Esporte e convivência

A quadra de beach tennis é uma das imagens mais emblemáticas do projeto. Localizada sob o viaduto, ela recebe cerca de 100 alunos por dia, em turmas que envolvem crianças, adolescentes e idosos. A atividade é resultado da parceria entre o ViaShopping Barreiro e a UEMG – Campus Ibirité, que inclui o projeto em seu programa de extensão.

Além de democratizar o acesso ao esporte, a quadra se tornou um ponto de encontro entre gerações, onde o lazer, o aprendizado e o cuidado físico se unem em um espaço seguro e acolhedor.


Vozes que ecoam: o poder feminino na arte

Em outubro de 2025, o Viaduto das Artes foi palco de um dos eventos culturais mais simbólicos do ano: o projeto Vozes Femininas – Do Silêncio ao Grito, idealizado pela cantora Dea Trancoso e coordenado por Josiane Amâncio.

O espetáculo reuniu Coral, Irene Bertachini, Isaddora, Iza Sabino e Júlia Tizumba, acompanhadas por uma banda composta exclusivamente por mulheres — Débora Costa (bateria), Raíssa Uchôa (baixo) e Glaw Nader (teclado) — e apresentação de Efe Godoy.

Mais do que um show, o projeto propôs vivências e rodas de conversa com mulheres vítimas de violência, em um processo de escuta e criação coletiva. A iniciativa percorreu diversas cidades de Minas Gerais — entre elas Sabará, Betim, Juiz de Fora, Contagem, Santa Luzia, Ouro Preto e Itabira — antes de encerrar no Barreiro, com ingressos gratuitos e plateia formada, em sua maioria, por mulheres.

“Corpos e vozes femininas atravessam a jornada do silêncio ao grito”, resumiu Dea Trancoso. O resultado é um canto coletivo que une cura, acolhimento e resistência.


Cultura, cidade e sustentabilidade

O Viaduto das Artes é uma expressão concreta dos princípios da Agenda 2030 da ONU, especialmente do ODS 11 – Cidades e Comunidades Sustentáveis, que propõe tornar as cidades mais inclusivas, seguras, resilientes e participativas.

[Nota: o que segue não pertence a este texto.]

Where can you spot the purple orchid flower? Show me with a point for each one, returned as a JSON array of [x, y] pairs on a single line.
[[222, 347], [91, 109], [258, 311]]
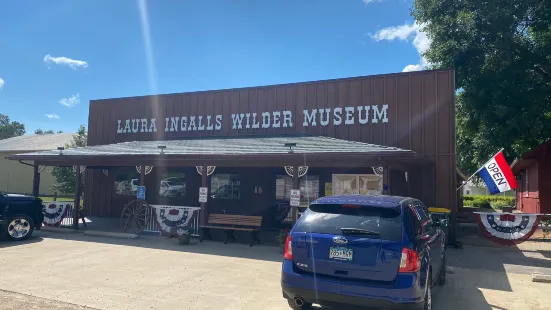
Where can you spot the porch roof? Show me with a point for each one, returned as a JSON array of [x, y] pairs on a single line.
[[234, 151]]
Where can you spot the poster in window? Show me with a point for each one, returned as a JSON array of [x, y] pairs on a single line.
[[328, 189], [345, 184], [370, 184]]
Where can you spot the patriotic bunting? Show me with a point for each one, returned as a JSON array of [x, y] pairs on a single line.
[[508, 228]]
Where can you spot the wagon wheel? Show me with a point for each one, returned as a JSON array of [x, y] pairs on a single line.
[[134, 216]]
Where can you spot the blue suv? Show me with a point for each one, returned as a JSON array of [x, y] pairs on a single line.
[[373, 251]]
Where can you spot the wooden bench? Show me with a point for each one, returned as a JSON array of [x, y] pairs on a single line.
[[231, 223]]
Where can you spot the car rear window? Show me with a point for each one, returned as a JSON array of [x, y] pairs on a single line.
[[330, 218]]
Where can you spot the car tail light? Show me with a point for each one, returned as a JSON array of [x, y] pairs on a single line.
[[409, 261], [288, 249]]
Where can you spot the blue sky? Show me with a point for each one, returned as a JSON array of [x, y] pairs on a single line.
[[55, 56]]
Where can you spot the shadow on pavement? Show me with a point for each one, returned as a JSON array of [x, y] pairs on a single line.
[[7, 244], [257, 252]]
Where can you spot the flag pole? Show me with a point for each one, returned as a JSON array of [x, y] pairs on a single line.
[[465, 182]]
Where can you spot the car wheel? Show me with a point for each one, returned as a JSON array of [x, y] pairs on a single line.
[[442, 274], [428, 294], [294, 306], [19, 227]]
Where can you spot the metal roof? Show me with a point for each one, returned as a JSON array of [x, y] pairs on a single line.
[[367, 200], [35, 142], [314, 151], [225, 146]]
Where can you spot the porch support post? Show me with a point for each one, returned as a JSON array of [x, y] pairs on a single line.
[[204, 211], [36, 181], [142, 175], [294, 210], [386, 179], [76, 206]]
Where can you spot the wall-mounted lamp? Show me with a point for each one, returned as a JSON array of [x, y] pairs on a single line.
[[162, 148], [290, 146]]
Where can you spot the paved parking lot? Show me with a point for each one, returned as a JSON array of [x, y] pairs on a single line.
[[155, 273]]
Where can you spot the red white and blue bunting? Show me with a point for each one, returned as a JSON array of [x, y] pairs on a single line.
[[168, 217], [55, 212], [508, 228]]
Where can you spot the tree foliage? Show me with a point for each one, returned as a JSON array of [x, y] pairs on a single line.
[[501, 53], [66, 176], [9, 129]]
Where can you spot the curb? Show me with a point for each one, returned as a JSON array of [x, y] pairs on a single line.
[[59, 229], [541, 278], [110, 234]]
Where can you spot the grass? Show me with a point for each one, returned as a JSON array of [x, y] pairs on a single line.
[[488, 201], [58, 199]]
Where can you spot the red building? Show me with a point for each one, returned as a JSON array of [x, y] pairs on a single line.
[[533, 173]]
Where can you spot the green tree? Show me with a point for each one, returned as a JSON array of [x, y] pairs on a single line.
[[501, 53], [10, 129], [66, 176]]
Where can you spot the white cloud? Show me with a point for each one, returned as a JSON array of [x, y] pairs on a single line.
[[72, 63], [396, 32], [421, 41], [52, 116], [410, 68], [71, 101]]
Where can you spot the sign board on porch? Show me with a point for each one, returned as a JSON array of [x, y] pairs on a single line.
[[203, 193], [141, 193], [295, 198]]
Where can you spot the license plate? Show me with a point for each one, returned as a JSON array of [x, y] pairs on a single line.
[[340, 253]]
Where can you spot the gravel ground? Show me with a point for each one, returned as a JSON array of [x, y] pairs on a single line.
[[11, 300]]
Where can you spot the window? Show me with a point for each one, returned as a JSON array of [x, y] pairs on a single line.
[[330, 218], [225, 186], [354, 184], [127, 181], [526, 183], [420, 219], [308, 185], [172, 184]]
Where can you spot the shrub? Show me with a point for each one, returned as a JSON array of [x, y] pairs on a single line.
[[497, 202], [498, 205], [480, 204]]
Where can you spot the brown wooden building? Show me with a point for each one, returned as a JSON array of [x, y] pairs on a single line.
[[343, 130], [533, 173]]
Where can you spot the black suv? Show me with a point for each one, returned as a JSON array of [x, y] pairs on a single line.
[[19, 216]]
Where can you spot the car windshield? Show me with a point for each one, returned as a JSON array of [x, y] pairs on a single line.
[[337, 219]]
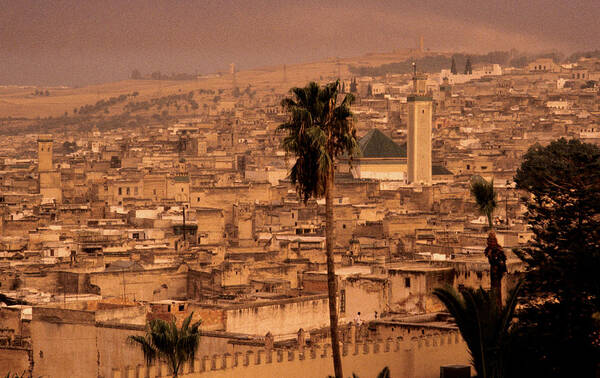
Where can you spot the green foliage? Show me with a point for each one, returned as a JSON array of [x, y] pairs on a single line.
[[163, 340], [558, 323], [485, 197], [318, 131], [484, 327]]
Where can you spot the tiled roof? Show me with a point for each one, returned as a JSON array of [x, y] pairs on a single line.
[[378, 145]]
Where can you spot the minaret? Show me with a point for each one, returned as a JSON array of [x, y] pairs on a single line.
[[49, 178], [420, 111], [45, 145]]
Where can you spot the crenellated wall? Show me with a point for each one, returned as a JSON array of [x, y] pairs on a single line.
[[416, 357]]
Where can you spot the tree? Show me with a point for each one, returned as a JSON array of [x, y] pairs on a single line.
[[353, 86], [485, 198], [468, 67], [318, 131], [562, 291], [163, 340], [485, 327], [453, 66]]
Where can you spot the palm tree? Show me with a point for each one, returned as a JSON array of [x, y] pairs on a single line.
[[163, 340], [485, 197], [318, 131], [484, 327]]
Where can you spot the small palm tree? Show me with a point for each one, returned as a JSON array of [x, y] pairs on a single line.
[[163, 340], [484, 327], [485, 196], [320, 130]]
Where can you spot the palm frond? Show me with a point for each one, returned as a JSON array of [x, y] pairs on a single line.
[[485, 196]]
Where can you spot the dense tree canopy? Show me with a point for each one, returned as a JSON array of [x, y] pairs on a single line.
[[558, 326]]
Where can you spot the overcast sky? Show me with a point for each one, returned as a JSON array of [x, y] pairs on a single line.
[[77, 42]]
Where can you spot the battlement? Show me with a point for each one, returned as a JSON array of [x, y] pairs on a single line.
[[415, 356]]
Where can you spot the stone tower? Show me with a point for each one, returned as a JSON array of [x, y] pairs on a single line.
[[49, 178], [45, 144], [420, 111]]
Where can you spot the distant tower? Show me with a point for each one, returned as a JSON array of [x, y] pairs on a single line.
[[45, 145], [233, 71], [49, 178], [420, 111]]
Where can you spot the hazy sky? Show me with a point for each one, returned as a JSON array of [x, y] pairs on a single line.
[[85, 41]]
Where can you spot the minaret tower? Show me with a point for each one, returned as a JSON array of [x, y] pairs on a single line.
[[49, 178], [420, 112]]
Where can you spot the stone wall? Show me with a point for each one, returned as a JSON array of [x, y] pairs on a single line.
[[278, 317], [415, 357]]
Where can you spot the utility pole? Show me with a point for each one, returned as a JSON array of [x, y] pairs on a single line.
[[183, 223], [123, 272], [506, 204]]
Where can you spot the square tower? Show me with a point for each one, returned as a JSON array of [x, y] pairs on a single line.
[[45, 153], [420, 113], [49, 179]]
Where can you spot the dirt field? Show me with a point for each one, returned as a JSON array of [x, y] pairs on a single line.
[[21, 102]]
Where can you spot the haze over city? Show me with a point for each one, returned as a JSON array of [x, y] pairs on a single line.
[[216, 189], [77, 42]]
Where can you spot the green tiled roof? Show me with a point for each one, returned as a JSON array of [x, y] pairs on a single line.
[[182, 179], [378, 145]]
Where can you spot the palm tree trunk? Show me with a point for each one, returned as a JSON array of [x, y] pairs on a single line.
[[331, 279], [497, 261]]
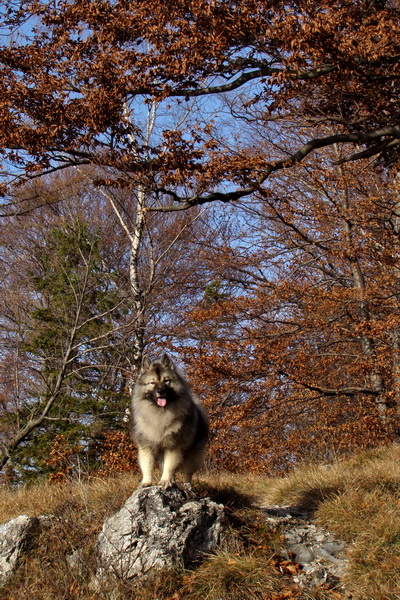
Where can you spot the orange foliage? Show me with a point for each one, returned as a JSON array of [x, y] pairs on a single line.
[[119, 453]]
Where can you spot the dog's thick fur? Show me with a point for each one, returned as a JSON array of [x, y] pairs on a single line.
[[169, 424]]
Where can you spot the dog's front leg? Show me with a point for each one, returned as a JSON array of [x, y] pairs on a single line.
[[172, 461]]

A ocupação do viaduto demonstra que a arte pode ser um instrumento de urbanismo social, ressignificando espaços públicos e fortalecendo vínculos comunitários. Ao devolver a cidade às pessoas, o projeto promove cidadania ativa, bem-estar e pertencimento.

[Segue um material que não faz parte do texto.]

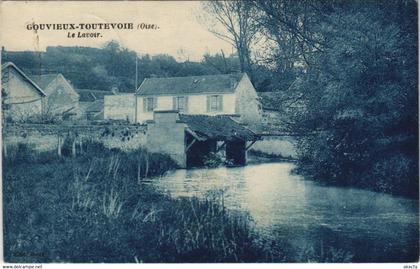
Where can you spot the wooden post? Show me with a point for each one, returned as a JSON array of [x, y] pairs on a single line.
[[73, 148], [59, 145], [81, 145], [4, 149]]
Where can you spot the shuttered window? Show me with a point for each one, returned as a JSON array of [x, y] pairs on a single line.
[[180, 103], [149, 104], [214, 103]]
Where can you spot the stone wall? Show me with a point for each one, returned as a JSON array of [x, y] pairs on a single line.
[[283, 146], [167, 135]]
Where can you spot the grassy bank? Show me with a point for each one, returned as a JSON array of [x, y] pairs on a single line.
[[91, 208]]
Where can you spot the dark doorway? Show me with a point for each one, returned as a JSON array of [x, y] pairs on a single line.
[[236, 152], [198, 150]]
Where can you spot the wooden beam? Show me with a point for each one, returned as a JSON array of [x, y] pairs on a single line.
[[190, 145], [250, 145]]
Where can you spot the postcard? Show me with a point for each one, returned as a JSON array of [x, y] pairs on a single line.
[[212, 132]]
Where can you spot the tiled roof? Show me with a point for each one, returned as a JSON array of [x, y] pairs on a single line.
[[190, 85], [221, 127], [36, 86], [96, 106], [44, 80]]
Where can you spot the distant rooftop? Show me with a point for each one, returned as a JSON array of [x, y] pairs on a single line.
[[225, 83], [87, 95]]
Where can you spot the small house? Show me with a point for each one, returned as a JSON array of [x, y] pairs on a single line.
[[226, 94], [91, 103], [22, 98], [191, 139], [62, 99]]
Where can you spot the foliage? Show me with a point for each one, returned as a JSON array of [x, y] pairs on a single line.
[[93, 208], [360, 119]]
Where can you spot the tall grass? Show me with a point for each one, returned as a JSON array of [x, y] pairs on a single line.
[[91, 208]]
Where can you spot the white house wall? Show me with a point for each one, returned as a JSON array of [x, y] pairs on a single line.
[[197, 104], [23, 98], [120, 107], [247, 102], [64, 100]]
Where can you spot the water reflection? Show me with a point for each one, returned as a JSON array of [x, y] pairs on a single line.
[[373, 226]]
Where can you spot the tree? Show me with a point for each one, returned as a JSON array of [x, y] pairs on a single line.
[[232, 21], [360, 121]]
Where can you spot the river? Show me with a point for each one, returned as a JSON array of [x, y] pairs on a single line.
[[373, 227]]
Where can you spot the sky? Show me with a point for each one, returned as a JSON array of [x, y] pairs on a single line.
[[178, 27]]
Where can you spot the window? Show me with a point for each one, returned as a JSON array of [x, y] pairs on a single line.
[[180, 103], [149, 104], [214, 103]]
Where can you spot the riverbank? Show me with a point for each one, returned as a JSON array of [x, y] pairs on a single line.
[[91, 208]]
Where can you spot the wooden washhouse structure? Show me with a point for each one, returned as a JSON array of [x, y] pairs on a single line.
[[190, 139]]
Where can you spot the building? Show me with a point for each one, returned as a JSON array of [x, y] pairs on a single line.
[[121, 106], [22, 98], [226, 94], [91, 103], [191, 139], [62, 99]]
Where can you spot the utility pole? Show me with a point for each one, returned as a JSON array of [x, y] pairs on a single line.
[[135, 86]]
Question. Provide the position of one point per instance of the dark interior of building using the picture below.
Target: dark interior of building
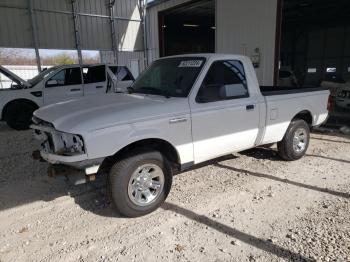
(189, 28)
(316, 40)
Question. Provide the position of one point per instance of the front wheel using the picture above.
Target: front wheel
(295, 142)
(140, 183)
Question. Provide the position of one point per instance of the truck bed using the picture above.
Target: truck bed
(283, 90)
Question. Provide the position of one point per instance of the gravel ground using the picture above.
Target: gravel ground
(245, 207)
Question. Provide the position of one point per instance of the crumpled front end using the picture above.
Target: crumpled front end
(61, 148)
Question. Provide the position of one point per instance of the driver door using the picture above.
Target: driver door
(63, 86)
(225, 118)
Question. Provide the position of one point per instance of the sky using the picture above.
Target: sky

Também dialoga com o ODS 4 – Educação de Qualidade, ao oferecer aprendizagem contínua e oportunidades formativas, e com o ODS 5 – Igualdade de Gênero, ao ampliar o protagonismo feminino e criar redes de apoio por meio da arte.

Mais do que um espaço cultural, o Viaduto das Artes é uma política viva de cultura e convivência, que inspira gestores, artistas e cidadãos a olharem o território urbano como campo fértil para transformação.